The Context Bloat Problem

flowchart LR
    A["Fresh Context<br/>100% Available"] --> B["File Reads<br/>Large Files Consume Space"]
    B --> C["Tool Outputs<br/>Error Messages and Logs"]
    C --> D["Conversation History<br/>Back-and-Forth Messages"]
    D --> E["Degraded Context<br/>Attention Spread Thin"]

    style A fill:#bfb,stroke:#333
    style E fill:#f99,stroke:#333

Key Rules Worth Highlighting

Rule 1: Shorten CLAUDE.md — The difference between a 910-line CLAUDE.md and a 33-line one is approximately 4% of the context window. That sounds small, but it’s loaded on every single conversation. Over hundreds of sessions, that overhead compounds. Keep CLAUDE.md focused on what the agent needs to know for every task, and move specialized knowledge into topic-specific files that are loaded on demand.

Rule 2: The 50% Threshold — Add an instruction telling Claude to suggest starting a new conversation or using sub-agents when context exceeds 50%. This is counterintuitive — most users try to push through in a single session. But a fresh context with a clear, specific task consistently outperforms a bloated context trying to handle everything.

The Mental Model

Think of context as working memory, not storage. You wouldn’t try to hold an entire codebase in your head while debugging a single function. Similarly, an LLM works best when its context contains only what’s relevant to the current task.

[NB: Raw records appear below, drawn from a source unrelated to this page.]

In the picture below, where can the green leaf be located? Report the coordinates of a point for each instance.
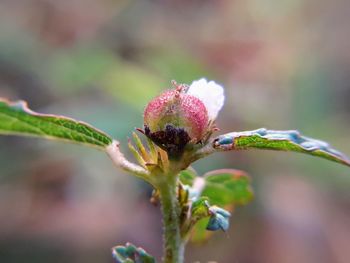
(227, 187)
(279, 140)
(17, 119)
(131, 254)
(187, 176)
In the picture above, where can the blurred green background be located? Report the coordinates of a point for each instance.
(284, 65)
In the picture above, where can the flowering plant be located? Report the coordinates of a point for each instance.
(178, 130)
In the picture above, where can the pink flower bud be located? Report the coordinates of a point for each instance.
(175, 118)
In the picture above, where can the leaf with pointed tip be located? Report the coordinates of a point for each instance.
(223, 187)
(278, 140)
(227, 187)
(17, 119)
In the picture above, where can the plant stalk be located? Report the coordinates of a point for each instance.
(174, 246)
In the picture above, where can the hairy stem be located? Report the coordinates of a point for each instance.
(173, 243)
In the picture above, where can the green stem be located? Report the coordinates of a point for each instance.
(174, 246)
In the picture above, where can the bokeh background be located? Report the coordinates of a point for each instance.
(284, 64)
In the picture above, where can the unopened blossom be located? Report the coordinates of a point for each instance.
(183, 115)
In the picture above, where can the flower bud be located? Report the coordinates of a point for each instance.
(175, 118)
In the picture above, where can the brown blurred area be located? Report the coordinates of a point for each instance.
(284, 65)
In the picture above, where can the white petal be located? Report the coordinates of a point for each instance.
(210, 93)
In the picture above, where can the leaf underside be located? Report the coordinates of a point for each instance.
(17, 119)
(279, 140)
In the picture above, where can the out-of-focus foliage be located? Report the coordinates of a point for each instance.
(285, 65)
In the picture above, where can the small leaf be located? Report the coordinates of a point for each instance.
(220, 219)
(227, 187)
(131, 254)
(187, 176)
(278, 140)
(17, 119)
(200, 209)
(200, 233)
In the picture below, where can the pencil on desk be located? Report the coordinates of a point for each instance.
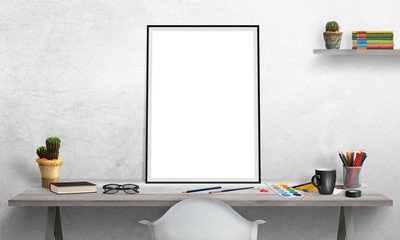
(229, 190)
(201, 189)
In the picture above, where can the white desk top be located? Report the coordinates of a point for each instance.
(168, 195)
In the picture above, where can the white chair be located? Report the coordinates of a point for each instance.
(202, 219)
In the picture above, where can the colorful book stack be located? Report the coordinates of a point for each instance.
(372, 39)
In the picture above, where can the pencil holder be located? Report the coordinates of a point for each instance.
(351, 177)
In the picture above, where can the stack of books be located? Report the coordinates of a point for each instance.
(372, 39)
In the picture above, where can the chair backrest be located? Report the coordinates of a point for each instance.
(202, 219)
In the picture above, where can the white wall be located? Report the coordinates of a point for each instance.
(76, 69)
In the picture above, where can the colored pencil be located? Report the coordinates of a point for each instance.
(201, 189)
(229, 190)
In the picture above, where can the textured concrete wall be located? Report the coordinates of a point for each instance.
(76, 69)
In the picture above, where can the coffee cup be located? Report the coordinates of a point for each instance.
(324, 179)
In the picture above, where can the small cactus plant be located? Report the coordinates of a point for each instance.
(51, 150)
(332, 26)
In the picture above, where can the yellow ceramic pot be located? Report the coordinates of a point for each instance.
(50, 170)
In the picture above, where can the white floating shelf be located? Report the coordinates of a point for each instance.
(357, 52)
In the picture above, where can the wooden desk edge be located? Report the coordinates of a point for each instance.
(168, 203)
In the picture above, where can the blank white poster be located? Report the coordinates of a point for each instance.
(202, 110)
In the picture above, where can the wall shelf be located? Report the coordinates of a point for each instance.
(356, 52)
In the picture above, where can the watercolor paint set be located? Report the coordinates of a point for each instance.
(285, 190)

The 12 rules collectively push toward a principle: make the agent actively work to keep its context clean, rather than passively accumulating everything it touches.

Connecting the Dots

These four topics form a coherent system:

Component	Problem Solved	Mechanism
Ultra Plan Mode	Planning is slow and limited in terminal	Multi-surface workflow
Obsidian RAG	Knowledge retrieval is overengineered	File system as database
Self-Evolving Memory	Agent forgets between sessions	Structured conversation capture
Context Optimization	Context fills with noise	Active context management

The common thread is simplicity through structure. Karpathy doesn’t need a vector database because his file system is well-organized. Ultra plan mode doesn’t need a complex orchestration system because it cleanly separates planning from implementation. Context optimization doesn’t need fancy token management because a few clear rules keep things lean.

For developers building AI-assisted workflows, the takeaway is clear: before reaching for complex infrastructure, ask whether better organization of what you already have might solve the problem.